Cloud Native Storage

vSphere with Tanzu

Cause

CNS periodic sync, which runs at 1 min interval, removes the deleted volumes from CNS DB. For each datastore, FCD on the hostd side maintains a folder called catalog which serves as source of truth for CNS. Catalog records all the volume operations such as create, delete, update occurring on the datastore. CNS periodic sync reads all these records from catalog and processes them.

The system is creating and deleting volumes at high frequency which are recorded in the catalog. CNS is continuously reading these records as catalog keeps adding records. CNS never reaches the processing stage of periodic sync. Hence, the stale volumes are not removed from CNS DB and keep increasing in numbers.

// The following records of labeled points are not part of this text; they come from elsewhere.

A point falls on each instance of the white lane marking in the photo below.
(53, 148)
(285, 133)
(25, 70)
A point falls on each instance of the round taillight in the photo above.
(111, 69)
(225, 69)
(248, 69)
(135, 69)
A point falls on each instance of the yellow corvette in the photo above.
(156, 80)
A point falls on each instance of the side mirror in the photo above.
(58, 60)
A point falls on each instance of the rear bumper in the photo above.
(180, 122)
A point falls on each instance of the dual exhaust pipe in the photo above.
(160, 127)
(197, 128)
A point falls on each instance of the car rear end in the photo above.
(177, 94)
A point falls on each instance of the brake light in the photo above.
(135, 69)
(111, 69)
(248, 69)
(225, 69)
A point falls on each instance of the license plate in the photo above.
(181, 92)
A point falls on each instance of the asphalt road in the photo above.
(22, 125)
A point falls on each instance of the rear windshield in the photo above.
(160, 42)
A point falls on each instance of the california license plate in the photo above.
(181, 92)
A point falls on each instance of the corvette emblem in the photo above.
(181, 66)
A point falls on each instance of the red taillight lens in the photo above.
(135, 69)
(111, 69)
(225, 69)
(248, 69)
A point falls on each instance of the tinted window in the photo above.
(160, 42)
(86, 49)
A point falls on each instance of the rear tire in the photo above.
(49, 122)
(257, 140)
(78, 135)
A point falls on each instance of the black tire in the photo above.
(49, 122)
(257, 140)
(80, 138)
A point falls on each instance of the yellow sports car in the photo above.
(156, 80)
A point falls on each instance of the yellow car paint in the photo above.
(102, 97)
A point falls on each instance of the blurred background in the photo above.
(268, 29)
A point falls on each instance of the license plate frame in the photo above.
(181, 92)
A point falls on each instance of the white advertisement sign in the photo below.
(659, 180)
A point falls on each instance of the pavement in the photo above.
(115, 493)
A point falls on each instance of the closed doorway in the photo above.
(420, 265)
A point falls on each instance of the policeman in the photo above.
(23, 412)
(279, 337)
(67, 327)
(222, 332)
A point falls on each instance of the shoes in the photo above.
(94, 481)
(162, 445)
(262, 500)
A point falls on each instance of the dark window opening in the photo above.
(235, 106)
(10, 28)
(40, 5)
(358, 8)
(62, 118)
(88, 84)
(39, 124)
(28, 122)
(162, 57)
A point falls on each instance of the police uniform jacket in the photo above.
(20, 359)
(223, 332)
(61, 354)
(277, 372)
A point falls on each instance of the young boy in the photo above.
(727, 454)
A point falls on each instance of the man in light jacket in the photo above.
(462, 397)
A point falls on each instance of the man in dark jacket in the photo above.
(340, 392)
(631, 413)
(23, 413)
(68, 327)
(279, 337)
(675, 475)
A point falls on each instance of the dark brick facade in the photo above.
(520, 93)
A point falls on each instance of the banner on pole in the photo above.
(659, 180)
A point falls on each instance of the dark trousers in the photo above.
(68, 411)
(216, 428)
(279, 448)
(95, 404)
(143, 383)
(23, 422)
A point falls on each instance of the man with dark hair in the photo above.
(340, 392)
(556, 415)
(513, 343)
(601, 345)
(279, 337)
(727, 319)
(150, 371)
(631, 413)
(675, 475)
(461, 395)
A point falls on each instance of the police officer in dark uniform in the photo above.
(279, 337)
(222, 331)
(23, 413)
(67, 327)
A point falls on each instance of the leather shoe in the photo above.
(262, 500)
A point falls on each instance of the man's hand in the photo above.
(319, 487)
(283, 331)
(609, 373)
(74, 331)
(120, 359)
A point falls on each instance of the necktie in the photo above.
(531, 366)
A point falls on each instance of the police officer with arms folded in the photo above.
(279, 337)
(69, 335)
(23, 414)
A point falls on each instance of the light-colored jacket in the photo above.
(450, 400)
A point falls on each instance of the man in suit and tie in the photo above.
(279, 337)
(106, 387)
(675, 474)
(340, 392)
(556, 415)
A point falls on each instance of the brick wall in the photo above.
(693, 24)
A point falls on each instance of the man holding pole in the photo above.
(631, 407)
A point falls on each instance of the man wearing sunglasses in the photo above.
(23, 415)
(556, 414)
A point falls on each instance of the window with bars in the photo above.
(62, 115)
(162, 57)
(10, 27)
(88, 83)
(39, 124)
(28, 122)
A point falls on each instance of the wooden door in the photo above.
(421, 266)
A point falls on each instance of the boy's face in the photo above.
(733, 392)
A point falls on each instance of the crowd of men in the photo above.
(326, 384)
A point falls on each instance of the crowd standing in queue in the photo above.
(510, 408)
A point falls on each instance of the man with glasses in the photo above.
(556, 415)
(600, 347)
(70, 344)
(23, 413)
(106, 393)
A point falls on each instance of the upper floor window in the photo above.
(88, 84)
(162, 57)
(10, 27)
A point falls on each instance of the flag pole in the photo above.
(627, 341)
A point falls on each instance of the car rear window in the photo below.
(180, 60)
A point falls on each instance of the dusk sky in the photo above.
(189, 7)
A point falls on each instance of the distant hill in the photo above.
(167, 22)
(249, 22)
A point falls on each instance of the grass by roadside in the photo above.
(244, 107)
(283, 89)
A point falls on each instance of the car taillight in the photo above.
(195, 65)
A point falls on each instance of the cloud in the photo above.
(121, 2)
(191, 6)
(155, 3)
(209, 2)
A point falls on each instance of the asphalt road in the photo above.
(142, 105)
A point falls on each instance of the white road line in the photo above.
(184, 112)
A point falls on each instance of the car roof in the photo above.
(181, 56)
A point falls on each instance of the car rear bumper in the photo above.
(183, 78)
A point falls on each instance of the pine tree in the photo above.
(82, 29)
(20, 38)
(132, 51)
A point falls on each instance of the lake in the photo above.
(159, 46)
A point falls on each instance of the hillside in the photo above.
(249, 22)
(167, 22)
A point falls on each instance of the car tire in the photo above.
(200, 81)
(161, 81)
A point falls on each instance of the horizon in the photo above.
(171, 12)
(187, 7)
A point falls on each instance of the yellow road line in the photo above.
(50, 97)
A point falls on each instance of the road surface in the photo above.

When the system has too many volumes in CNS DB and CSI calls QueryVolume, vsanvcmgmtd crashes as the SQL query used by QueryVolume has too many volume ids in the where clause.

Resolution

QueryVolumes causing vsanvcmgmtd to crash has been fixed in 9.0.

The workaround is to reduce workload on CNS by scaling csi controller to 0

Scale CSI controller deployment to 0.

kubectl -n vmware-system-csi scale deployment vsphere-csi-controller --replicas=0
Start vsan-health if it is stopped and wait for periodic sync in CNS to catch up reading all the records and remove the stale volumes from DB.

Starting vsan-health

vmon-cli --start vsan-health
The number of stale volumes can be monitored using below query

select count(volume_id) from cns.volume_info v where v.mark_for_delete=true;
Scale back CSI controller

kubectl -n vmware-system-csi scale deployment sphere-csi-controller --replicas=3

After the workaround, if the workload continues to be heavy then eventually the number of stale volumes in CNS DB will keep increasing and the same situation will arise. Its better to split the workload across datastores so that CNS can catch up reading the records from catalog.